Her situation could be described as a state of constant fear, overshadowing everything. She was afraid of moving, afraid of eating, afraid of speaking. The fear came from the emptiness, from being utterly defenceless. If she reached out a hand it might crack like an eggshell when it touched the world. She kept still.
After a few days of fruitless discussions, they started to give her pills. Small, oval pills with a groove in the middle. The days and the weeks flowed together, and she didn’t know how much time had passed when a glimmer of light began to seep into her immense darkness.
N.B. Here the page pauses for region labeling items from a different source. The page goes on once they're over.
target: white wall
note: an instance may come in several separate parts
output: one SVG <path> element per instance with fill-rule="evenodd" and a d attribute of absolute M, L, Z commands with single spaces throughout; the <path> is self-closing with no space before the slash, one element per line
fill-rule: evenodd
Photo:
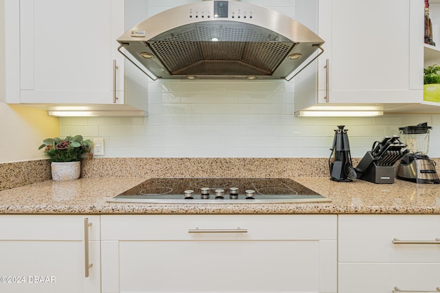
<path fill-rule="evenodd" d="M 150 16 L 199 0 L 149 0 Z M 294 16 L 294 1 L 242 0 Z M 440 156 L 440 115 L 375 118 L 294 116 L 294 82 L 150 82 L 146 118 L 61 118 L 60 134 L 104 137 L 107 157 L 327 157 L 333 130 L 346 125 L 353 156 L 399 127 L 434 127 L 431 156 Z"/>

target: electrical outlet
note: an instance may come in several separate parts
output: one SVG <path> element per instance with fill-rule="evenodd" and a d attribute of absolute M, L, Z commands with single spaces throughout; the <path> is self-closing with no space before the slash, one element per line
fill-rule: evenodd
<path fill-rule="evenodd" d="M 94 139 L 94 156 L 104 156 L 104 139 Z"/>

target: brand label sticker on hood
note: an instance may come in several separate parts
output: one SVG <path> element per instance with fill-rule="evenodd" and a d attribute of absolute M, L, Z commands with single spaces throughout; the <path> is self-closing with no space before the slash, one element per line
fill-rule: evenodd
<path fill-rule="evenodd" d="M 142 38 L 146 36 L 144 30 L 132 30 L 131 36 L 135 38 Z"/>

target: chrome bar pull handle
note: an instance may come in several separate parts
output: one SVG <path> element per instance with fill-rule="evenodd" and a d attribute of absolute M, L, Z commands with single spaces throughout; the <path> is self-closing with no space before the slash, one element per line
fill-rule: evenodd
<path fill-rule="evenodd" d="M 440 244 L 440 238 L 435 240 L 400 240 L 397 238 L 393 239 L 393 244 Z"/>
<path fill-rule="evenodd" d="M 325 102 L 330 102 L 330 61 L 329 59 L 325 60 Z"/>
<path fill-rule="evenodd" d="M 440 292 L 440 287 L 436 288 L 435 290 L 437 291 L 412 291 L 412 290 L 404 291 L 404 290 L 401 290 L 397 287 L 395 287 L 394 290 L 393 290 L 393 293 L 398 293 L 398 292 L 403 292 L 403 293 L 439 293 Z"/>
<path fill-rule="evenodd" d="M 116 104 L 118 97 L 116 97 L 116 74 L 118 67 L 116 65 L 116 60 L 113 60 L 113 104 Z"/>
<path fill-rule="evenodd" d="M 248 229 L 242 229 L 237 227 L 236 229 L 199 229 L 196 227 L 195 229 L 189 229 L 188 233 L 247 233 Z"/>
<path fill-rule="evenodd" d="M 91 223 L 89 222 L 89 218 L 84 219 L 84 255 L 85 259 L 85 277 L 89 277 L 90 268 L 93 263 L 89 263 L 89 227 L 91 226 Z"/>

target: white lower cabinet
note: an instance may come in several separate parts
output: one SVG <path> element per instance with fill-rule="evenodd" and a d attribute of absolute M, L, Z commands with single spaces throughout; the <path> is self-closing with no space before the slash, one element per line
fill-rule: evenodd
<path fill-rule="evenodd" d="M 100 292 L 99 237 L 98 215 L 0 215 L 0 292 Z"/>
<path fill-rule="evenodd" d="M 102 292 L 336 292 L 336 218 L 102 215 Z"/>
<path fill-rule="evenodd" d="M 340 263 L 339 293 L 436 292 L 440 263 Z"/>
<path fill-rule="evenodd" d="M 440 290 L 440 215 L 340 215 L 338 292 Z"/>

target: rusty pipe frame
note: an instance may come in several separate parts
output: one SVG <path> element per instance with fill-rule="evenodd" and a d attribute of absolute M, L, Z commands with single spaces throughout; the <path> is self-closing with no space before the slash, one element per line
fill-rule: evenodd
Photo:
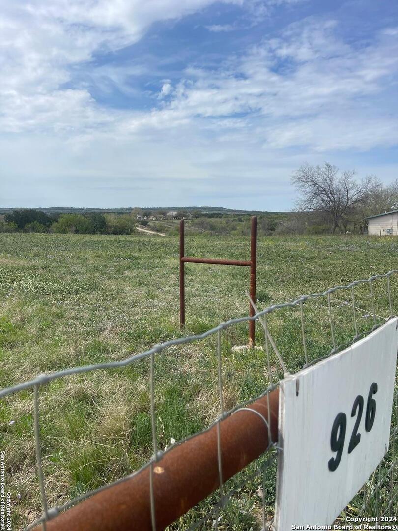
<path fill-rule="evenodd" d="M 180 284 L 180 326 L 181 330 L 185 326 L 185 269 L 186 262 L 195 263 L 218 264 L 221 266 L 245 266 L 250 268 L 250 296 L 252 301 L 256 300 L 256 275 L 257 270 L 257 217 L 252 217 L 250 237 L 250 260 L 231 260 L 224 258 L 196 258 L 186 256 L 185 224 L 183 219 L 180 221 L 180 253 L 179 253 L 179 284 Z M 249 315 L 254 315 L 254 309 L 249 304 Z M 254 346 L 254 321 L 249 322 L 249 346 Z"/>
<path fill-rule="evenodd" d="M 269 416 L 268 405 L 269 404 Z M 279 389 L 247 406 L 270 421 L 278 440 Z M 238 409 L 220 422 L 223 483 L 269 448 L 269 431 L 259 415 Z M 162 531 L 220 487 L 217 426 L 176 446 L 153 463 L 156 531 Z M 46 531 L 153 531 L 151 519 L 151 466 L 125 481 L 93 494 L 46 522 Z M 43 529 L 42 525 L 40 528 Z"/>
<path fill-rule="evenodd" d="M 254 216 L 252 218 L 252 227 L 250 237 L 250 297 L 256 302 L 256 270 L 257 269 L 257 218 Z M 255 315 L 254 308 L 249 304 L 249 315 L 253 317 Z M 249 346 L 254 346 L 254 332 L 255 323 L 254 321 L 249 321 Z"/>

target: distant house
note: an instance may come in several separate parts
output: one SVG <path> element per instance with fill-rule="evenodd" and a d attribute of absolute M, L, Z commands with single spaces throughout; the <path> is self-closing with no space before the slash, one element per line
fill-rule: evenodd
<path fill-rule="evenodd" d="M 365 219 L 368 220 L 368 234 L 398 236 L 398 210 L 370 216 Z"/>
<path fill-rule="evenodd" d="M 166 217 L 168 219 L 178 219 L 178 212 L 177 210 L 170 210 L 166 213 Z"/>

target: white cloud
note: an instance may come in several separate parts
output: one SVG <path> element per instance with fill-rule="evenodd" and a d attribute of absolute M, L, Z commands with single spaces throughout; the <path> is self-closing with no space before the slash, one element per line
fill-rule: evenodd
<path fill-rule="evenodd" d="M 169 81 L 165 81 L 162 85 L 162 89 L 159 92 L 159 98 L 162 99 L 168 96 L 171 91 L 171 85 Z"/>
<path fill-rule="evenodd" d="M 215 70 L 188 65 L 179 81 L 163 79 L 149 110 L 100 105 L 86 78 L 71 83 L 75 70 L 86 65 L 90 83 L 103 92 L 114 85 L 139 96 L 129 79 L 150 78 L 150 69 L 98 66 L 95 54 L 133 44 L 154 22 L 213 1 L 5 0 L 0 159 L 8 178 L 0 203 L 21 204 L 18 183 L 32 206 L 59 204 L 58 196 L 65 205 L 119 205 L 120 194 L 103 193 L 114 182 L 115 190 L 136 190 L 124 195 L 126 206 L 197 204 L 209 195 L 228 206 L 235 193 L 233 208 L 272 209 L 277 200 L 288 208 L 290 172 L 305 160 L 339 164 L 350 151 L 396 143 L 396 28 L 372 35 L 360 47 L 341 36 L 338 20 L 307 19 Z M 259 16 L 277 4 L 263 2 L 264 10 L 257 2 L 246 5 L 252 14 L 257 6 Z M 243 176 L 252 179 L 247 200 Z M 268 203 L 261 199 L 266 179 L 273 183 Z M 140 199 L 148 196 L 151 201 Z"/>
<path fill-rule="evenodd" d="M 213 31 L 214 33 L 233 31 L 235 29 L 232 24 L 212 24 L 205 27 L 209 31 Z"/>

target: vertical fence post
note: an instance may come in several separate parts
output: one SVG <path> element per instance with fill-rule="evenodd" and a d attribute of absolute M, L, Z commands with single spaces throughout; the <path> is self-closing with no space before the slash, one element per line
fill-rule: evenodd
<path fill-rule="evenodd" d="M 180 221 L 180 326 L 185 326 L 185 227 L 183 219 Z"/>
<path fill-rule="evenodd" d="M 250 296 L 252 300 L 256 303 L 256 267 L 257 265 L 257 218 L 254 216 L 252 218 L 252 230 L 250 239 Z M 249 305 L 249 315 L 255 315 L 254 308 L 252 304 Z M 255 323 L 249 321 L 249 346 L 254 346 L 254 329 Z"/>

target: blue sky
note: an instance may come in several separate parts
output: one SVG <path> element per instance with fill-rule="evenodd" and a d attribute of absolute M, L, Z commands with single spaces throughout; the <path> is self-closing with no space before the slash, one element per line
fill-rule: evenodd
<path fill-rule="evenodd" d="M 398 178 L 398 3 L 3 0 L 0 206 L 289 210 Z"/>

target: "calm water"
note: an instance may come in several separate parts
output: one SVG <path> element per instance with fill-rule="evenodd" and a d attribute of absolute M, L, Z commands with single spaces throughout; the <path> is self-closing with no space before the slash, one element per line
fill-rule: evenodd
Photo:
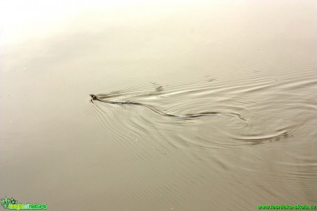
<path fill-rule="evenodd" d="M 316 1 L 30 2 L 0 3 L 1 199 L 316 205 Z"/>

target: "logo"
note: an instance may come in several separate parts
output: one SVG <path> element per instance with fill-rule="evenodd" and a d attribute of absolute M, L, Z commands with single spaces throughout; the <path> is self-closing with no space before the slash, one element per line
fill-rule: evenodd
<path fill-rule="evenodd" d="M 1 199 L 1 206 L 5 209 L 9 210 L 46 210 L 48 205 L 46 203 L 18 203 L 18 201 L 11 197 L 11 199 Z"/>

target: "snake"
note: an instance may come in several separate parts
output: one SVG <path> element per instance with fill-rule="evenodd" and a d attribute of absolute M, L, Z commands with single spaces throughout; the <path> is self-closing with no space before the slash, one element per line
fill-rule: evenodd
<path fill-rule="evenodd" d="M 199 117 L 203 117 L 203 116 L 208 116 L 208 115 L 225 115 L 228 117 L 232 117 L 232 118 L 238 118 L 243 121 L 246 122 L 246 120 L 244 117 L 243 117 L 241 115 L 238 114 L 238 113 L 220 113 L 220 112 L 203 112 L 203 113 L 194 113 L 194 114 L 185 114 L 185 115 L 176 115 L 176 114 L 172 114 L 172 113 L 168 113 L 163 112 L 162 111 L 160 111 L 159 109 L 155 108 L 152 105 L 149 105 L 147 104 L 141 103 L 141 102 L 132 102 L 132 101 L 111 101 L 111 100 L 103 100 L 101 98 L 99 98 L 97 96 L 94 94 L 90 94 L 91 99 L 90 99 L 90 102 L 94 103 L 94 100 L 97 100 L 108 104 L 130 104 L 130 105 L 139 105 L 139 106 L 142 106 L 147 107 L 147 109 L 152 110 L 152 111 L 158 113 L 162 115 L 167 116 L 167 117 L 172 117 L 172 118 L 199 118 Z"/>

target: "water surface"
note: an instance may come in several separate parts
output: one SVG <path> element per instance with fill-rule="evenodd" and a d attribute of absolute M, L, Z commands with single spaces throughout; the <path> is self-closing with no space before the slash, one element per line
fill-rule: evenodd
<path fill-rule="evenodd" d="M 316 204 L 314 1 L 48 3 L 0 9 L 1 198 L 52 210 Z"/>

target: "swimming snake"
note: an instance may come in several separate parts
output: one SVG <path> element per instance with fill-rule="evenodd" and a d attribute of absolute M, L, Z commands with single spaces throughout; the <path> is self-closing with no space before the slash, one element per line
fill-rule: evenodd
<path fill-rule="evenodd" d="M 132 101 L 125 101 L 125 102 L 110 101 L 110 100 L 105 100 L 102 98 L 100 98 L 97 96 L 95 96 L 94 94 L 90 94 L 90 97 L 92 97 L 92 98 L 90 99 L 90 102 L 92 103 L 94 103 L 94 100 L 98 100 L 100 102 L 106 102 L 109 104 L 118 104 L 139 105 L 139 106 L 147 107 L 147 109 L 151 109 L 152 111 L 153 111 L 154 112 L 156 113 L 158 113 L 158 114 L 161 114 L 165 116 L 172 117 L 172 118 L 198 118 L 198 117 L 207 116 L 207 115 L 225 115 L 225 116 L 238 118 L 245 122 L 246 121 L 246 120 L 242 115 L 241 115 L 240 114 L 234 113 L 219 113 L 219 112 L 203 112 L 203 113 L 195 113 L 195 114 L 176 115 L 176 114 L 165 113 L 163 111 L 161 111 L 154 108 L 152 106 L 150 106 L 150 105 L 148 105 L 144 103 L 132 102 Z"/>

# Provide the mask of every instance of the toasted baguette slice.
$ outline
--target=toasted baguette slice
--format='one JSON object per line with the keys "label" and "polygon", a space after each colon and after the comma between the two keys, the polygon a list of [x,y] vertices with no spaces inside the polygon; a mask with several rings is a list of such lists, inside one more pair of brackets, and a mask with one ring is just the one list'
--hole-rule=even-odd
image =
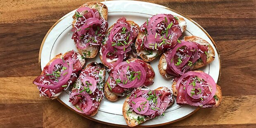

She remembered the feeling of a fire blanket being thrown over her. Now she could see a tiny gap. The voices around her became clearer, the contours more defined.
For a few days she simply lay, sat or stood looking out through that gap, registering what was happening around her and taking it in. She was neither happy nor sad, but there was no doubt that she was alive.
Eventually she opened the gap a little wider and stepped out. She wasn’t exactly a butterfly emerging from its chrysalis, but she was transformed. She was Teresa the empty one, but she wore her shell and pretended that she was alive in a way that convinced even her. Sometimes she even thought it was real.
She carried on taking the medication, which she had discovered was called Fontex and was the same as Prozac, and went for counselling. She could remember the old Teresa now, the way she had been, and that was the role she played. Once again she did it so convincingly that she sometimes believed it herself.
At the end of February, almost two months after she had been admitted, she was allowed to go home. In the back seat of the car she sat and looked at her hands. They were her hands. They were attached to her body, and they belonged to her. She understood that now.
Two weeks before she was discharged, her class teacher had come to visit and brought her some school books, and Teresa had worked hard. The school work itself was no problem; the reading and the mathematical problems flowed straight into her mind and were dealt with rapidly, since they were no longer disturbed by the skeins of expectation and anxiety which are part of flesh and blood human beings. In two weeks she covered everything she had missed, and more besides.